Reading the Sutras is important at some point in the practice of a Buddhist, although there is something about them that we now understand which was not so well known even 100 years ago: Namely, none of them (and I mean
none of them) were actually "
written during the lifetime of the historical Buddha" (even the oldest that we have were not written down until several hundred years after his death, before which the tradition was passed from generation to generation orally). The teachings were passed down orally alone (which may or may not have been a sloppy process, with much corruption of the original), until somebody finally wrote them all down hundreds of years after he was dead ... and then all the Buddhists immediately set to disagreeing about which of them had the "
authentic" teachings, and exactly what they meant!
What is more, teachings evolved and developed in all schools (even the South Asian "Theravadan" traditions, which have the image of being "closer to the original" than the Northern Asian Mahayana traditions have themselves been evolving and developing for 2500 years, and
don't even agree among themselves on important details).
Nobody knows exactly what the original Buddha taught, not even the greatest Buddhist scholars, historians or monks. (I just finished a book by Bronkhurst (discussed here:
http://www.westernbuddhistreview.com/vo ... ation.html), one of the great Buddhist historians ... they can only guess.
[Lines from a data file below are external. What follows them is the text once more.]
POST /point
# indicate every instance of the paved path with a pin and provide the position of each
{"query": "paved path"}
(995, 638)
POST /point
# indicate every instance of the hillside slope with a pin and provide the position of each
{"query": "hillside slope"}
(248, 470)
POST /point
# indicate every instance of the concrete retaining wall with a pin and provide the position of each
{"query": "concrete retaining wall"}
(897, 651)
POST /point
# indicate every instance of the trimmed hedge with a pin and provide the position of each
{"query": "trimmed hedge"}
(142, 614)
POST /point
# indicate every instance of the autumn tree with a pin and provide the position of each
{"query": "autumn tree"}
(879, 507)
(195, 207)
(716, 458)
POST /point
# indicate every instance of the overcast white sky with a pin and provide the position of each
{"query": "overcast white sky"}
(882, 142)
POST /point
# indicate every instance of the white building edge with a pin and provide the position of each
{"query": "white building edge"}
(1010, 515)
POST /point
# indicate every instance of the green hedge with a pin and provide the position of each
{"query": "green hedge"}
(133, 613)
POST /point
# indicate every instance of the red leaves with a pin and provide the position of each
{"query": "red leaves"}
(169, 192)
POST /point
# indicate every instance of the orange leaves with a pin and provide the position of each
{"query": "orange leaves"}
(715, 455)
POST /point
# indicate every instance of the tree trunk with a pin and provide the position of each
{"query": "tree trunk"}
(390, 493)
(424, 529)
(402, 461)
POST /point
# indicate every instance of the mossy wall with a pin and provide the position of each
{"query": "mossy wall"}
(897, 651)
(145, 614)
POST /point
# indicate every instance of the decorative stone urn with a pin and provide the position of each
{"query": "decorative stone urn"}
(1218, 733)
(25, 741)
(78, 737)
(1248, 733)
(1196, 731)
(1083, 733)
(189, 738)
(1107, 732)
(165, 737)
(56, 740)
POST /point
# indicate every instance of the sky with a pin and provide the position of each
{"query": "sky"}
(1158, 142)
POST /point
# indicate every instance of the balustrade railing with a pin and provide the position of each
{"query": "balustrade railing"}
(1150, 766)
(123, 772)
What is more, the Mahayana traditions, of which China, Japan, Korea and much of Vietnam are part, including all the Zen schools (and don't even bring in Tibet and "Vajrayana Esoteric Buddhism"!), are a conscious break from the original flavor of Buddhism (with Sutras that are,
each and every one, the works of later authors who pretended that what they were writing were "the revealed words of the Buddha". Of course, they don't say that they are a conscious break, but rather that they are teaching the "real" teachings of the Buddha, who did not really mean (or considered to be "lesser" teachings) everything else attributed to him. In fact, they are each the works of writers (sometimes a mix of many writers), each with a particular philosophical view, who put words in the Buddha's mouth. In addition, commentators on these Sutras come in 1001 flavors, depending on who the commentator is (for example, the Heart Sutra can be read several different ways ... and has been).
In other words, anyone reading these Suttas/Sutras/Commentaries must be an educated reader about what they are reading, how it is translated, and what the philosophical bent of the true writer(s) was, and where that particular work fits in the complex universe of Buddhist writings. They can often (even within the same book) say things in complete disagreement, and from radically different philosophies of Buddhism.